Jazz guitarists helped researchers show that inexperienced musicians rely on their brain’s right hemisphere, but experienced musicians can improvise almost automatically while primarily using their brain's left hemisphere.
Jazz guitarists helped researchers show that inexperienced musicians rely on their brain’s right hemisphere, but experienced musicians can improvise almost automatically while primarily using their brain's left hemisphere.
Drexel University’s Creativity Research Lab conducted a brain-imaging study to shed light on the popular views that the right brain hemisphere is for innovative people and left-brain thinkers are logical and analytical.
The study showed that the right hemisphere drives creativity for inexperienced musicians when improvising. But experienced musicians rely on their left hemisphere for improvisation. The study also revealed that the creativity used by a person dealing with an unfamiliar situation comes from the right hemisphere. A person experienced at a task appears to call on well-learned routines from the left hemisphere.
"If creativity is defined in terms of the quality of a product, such as a song, invention, poem or painting, then the left hemisphere plays a key role," Drexel's John Kounios, who led the study with David Rosen, told the National Science Foundation (NSF). "However, if creativity is understood as a person's ability to deal with novel, unfamiliar situations, as is the case for novice improvisers, then the right hemisphere plays the leading role."

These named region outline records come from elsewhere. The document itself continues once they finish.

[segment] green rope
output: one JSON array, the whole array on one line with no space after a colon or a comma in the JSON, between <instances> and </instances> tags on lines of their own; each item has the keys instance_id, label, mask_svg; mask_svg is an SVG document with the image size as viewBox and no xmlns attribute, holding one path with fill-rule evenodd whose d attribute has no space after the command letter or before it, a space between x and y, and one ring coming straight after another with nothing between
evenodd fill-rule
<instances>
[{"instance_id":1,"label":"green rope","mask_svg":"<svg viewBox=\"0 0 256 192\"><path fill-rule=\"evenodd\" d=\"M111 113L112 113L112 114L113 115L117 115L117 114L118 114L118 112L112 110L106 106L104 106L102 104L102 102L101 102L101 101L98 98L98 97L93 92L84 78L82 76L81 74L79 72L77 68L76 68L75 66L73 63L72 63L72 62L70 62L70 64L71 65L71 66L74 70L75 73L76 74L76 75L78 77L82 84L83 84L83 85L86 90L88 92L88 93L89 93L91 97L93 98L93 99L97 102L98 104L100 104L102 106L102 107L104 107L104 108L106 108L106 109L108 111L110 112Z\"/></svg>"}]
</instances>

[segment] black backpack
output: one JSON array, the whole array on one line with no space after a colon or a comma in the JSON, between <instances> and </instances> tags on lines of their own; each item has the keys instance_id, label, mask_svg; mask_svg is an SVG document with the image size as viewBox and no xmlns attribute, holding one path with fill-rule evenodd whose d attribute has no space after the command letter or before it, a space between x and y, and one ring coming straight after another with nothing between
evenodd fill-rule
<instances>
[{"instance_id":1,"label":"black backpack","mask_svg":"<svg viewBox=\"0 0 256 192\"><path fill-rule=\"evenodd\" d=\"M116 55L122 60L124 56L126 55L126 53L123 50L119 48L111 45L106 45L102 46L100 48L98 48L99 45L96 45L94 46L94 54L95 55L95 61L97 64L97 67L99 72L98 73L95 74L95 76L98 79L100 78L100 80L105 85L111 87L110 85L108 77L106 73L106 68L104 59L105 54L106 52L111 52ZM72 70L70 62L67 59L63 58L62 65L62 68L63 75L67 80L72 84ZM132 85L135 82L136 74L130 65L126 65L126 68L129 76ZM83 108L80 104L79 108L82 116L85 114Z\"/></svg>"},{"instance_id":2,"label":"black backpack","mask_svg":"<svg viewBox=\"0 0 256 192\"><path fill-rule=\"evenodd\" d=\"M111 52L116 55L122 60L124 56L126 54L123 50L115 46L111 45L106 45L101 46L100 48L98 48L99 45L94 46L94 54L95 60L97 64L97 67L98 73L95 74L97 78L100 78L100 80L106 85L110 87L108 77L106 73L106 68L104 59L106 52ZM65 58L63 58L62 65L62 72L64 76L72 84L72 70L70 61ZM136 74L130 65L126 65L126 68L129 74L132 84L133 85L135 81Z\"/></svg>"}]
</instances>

New methods of training people for creativity in their field may develop from this research. An expert produces a performance by those unconscious, automatic processes that a person can’t easily alter – but are easy to disrupt, such as a person who “chokes” when they get self-conscious, according to NSF.
Novices tend to follow deliberate, conscious control. That enables them to more easily make adjustments under instruction by a teacher or coach. Letting go of conscious control too soon could lock-in bad habits, according to NSF. Recording brain activity also might show at what point a performer is ready to rely on well-learned routines.
The study was published in the journal NeuroImage and funded by a grant from the National Science Foundation.